The Czech Republic has long had one of the worst road safety records in Europe, and horrific pile-ups have become a daily feature on the evening news. But finally, it seems, there's been some improvement - last year saw a substantial fall in the number of deaths. So what's behind it, and will it last?
At last some good news from the Czech police - the number of road deaths fell sharply in 2004, the first such fall in several years. The Interior Ministry said 1,215 people died on Czech roads last year - around 100 less than in 2003. Robert Stastny, from the Transport Ministry's Road Safety Department:
"You know that in April last year, the government passed a national strategy, and the Ministry of Transport with the Traffic Police started to do more for road safety. We see some results, and we should say thanks to the media, because the media really highlighted the problem of road safety, and it's discussed in society. So I think this result is also connected to the interest of the media and journalists."

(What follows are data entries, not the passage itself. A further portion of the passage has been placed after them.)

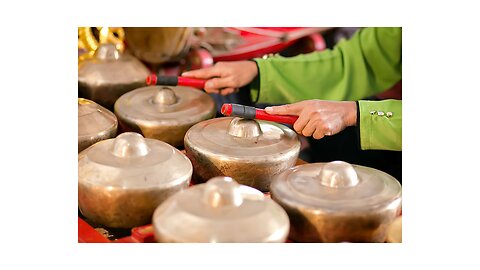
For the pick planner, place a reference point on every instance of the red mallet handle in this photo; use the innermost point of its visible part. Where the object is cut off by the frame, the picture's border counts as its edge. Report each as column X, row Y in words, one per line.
column 254, row 113
column 175, row 81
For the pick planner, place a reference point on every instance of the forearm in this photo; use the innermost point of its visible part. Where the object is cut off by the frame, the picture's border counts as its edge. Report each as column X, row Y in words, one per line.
column 380, row 124
column 354, row 69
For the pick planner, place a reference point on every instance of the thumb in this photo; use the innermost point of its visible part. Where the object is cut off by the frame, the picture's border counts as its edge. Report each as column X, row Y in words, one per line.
column 289, row 109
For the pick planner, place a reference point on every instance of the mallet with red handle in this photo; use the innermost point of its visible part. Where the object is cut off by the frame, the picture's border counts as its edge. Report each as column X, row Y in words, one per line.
column 248, row 112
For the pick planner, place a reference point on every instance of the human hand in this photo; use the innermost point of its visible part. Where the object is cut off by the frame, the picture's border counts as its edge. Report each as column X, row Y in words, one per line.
column 225, row 77
column 319, row 117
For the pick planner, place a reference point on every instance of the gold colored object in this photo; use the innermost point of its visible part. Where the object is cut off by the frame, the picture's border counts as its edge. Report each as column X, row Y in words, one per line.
column 337, row 202
column 109, row 74
column 220, row 211
column 121, row 181
column 250, row 151
column 164, row 113
column 95, row 123
column 90, row 43
column 394, row 232
column 158, row 45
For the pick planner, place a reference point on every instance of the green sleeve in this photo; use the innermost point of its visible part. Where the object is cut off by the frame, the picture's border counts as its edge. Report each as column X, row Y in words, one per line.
column 380, row 124
column 367, row 64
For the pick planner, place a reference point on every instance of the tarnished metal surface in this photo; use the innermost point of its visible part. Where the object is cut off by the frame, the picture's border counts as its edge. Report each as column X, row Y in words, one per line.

The police themselves say there is no simple explanation why the number of road deaths has fallen. Rather a combination of factors appears to have contributed to the result. Media interest certainly has been of major importance, with heavy coverage of a spate of appalling accidents over the summer for example. But there are other factors too. There are more police on the roads, and more regular crackdowns. Czechs are gradually buying newer - and safer cars. The high price of fuel could have played a role. And above all, planned stricter legislation - including a penalty points system - has been uppermost in people's minds.

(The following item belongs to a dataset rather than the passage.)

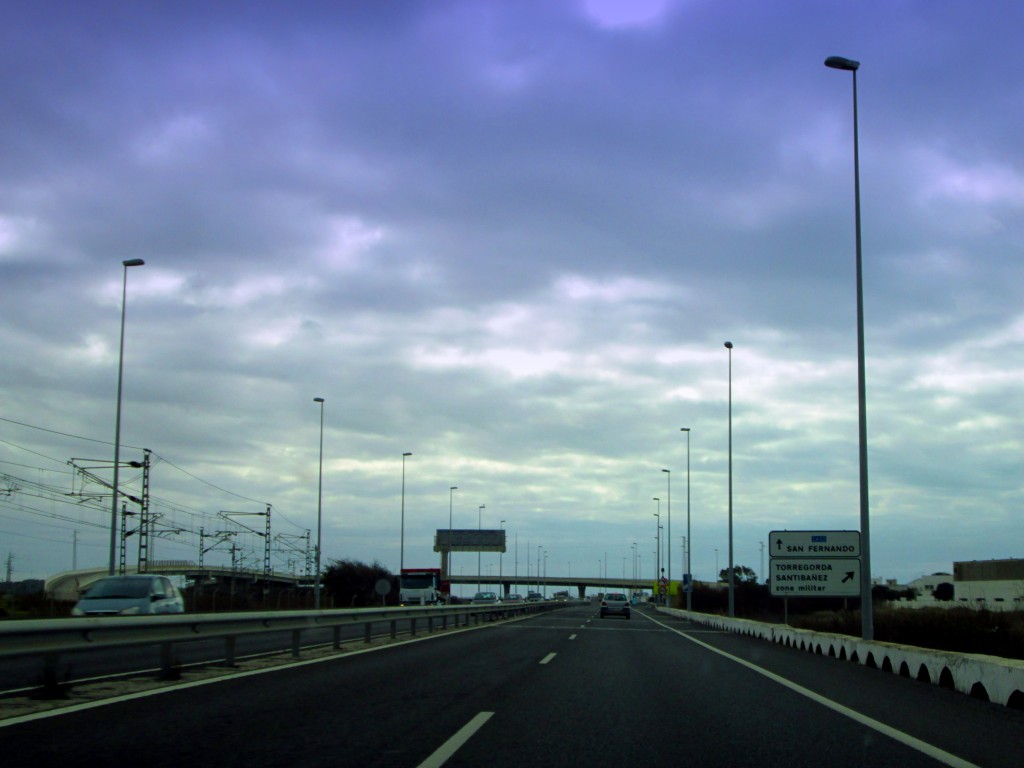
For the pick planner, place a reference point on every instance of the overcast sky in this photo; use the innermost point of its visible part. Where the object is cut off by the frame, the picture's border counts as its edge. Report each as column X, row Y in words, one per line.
column 512, row 238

"People are speaking about it more; discussing it in pubs, for example. And, I feel the support of society to approve a stronger law. Unfortunately we don't see it in parliament. It's a bit strange because people are willing to have a stricter law, but politicians not so much."

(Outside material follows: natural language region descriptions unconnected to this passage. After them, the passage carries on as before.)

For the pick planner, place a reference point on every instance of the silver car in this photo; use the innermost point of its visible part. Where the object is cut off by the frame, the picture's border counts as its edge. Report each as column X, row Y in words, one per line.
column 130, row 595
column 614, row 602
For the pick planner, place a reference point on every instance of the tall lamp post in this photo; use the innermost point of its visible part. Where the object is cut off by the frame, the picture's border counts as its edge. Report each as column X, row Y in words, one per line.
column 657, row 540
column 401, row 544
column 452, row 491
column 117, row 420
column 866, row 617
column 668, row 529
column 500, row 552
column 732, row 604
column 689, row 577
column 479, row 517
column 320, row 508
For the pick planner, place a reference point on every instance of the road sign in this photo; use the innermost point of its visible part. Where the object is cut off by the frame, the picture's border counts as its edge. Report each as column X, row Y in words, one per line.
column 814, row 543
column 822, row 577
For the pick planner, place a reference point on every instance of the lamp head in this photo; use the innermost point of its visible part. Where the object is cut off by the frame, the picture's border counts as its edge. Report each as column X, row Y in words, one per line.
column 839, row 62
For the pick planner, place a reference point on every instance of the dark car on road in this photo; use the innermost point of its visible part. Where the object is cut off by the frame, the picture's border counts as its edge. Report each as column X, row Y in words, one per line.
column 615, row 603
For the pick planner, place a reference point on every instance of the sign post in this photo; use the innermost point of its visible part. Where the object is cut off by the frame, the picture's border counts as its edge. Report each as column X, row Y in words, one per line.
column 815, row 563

At the end of last year parliament rejected draft legislation submitted by the Transport Ministry which would have revolutionised the country's driving regulations. Under the new points system, errant drivers would automatically risk losing their licences for accumulated offences, as opposed to the current system whereby only a judge can order a licence to be confiscated, after a lengthy court process during which the driver - even if he or she has killed someone - is allowed back on the road.
Following the bill's failure a new, watered down version is now being discussed in parliament. However Robert Stastny believes this has sent a dangerous message to drivers, a message which could see a turnaround in this apparent reversal of fortunes.
"For example December was a totally bad month, and we must see how things develop. Of course something happened last year, we achieved some improvement, but we must go on, and it will be harder and harder to repeat this result."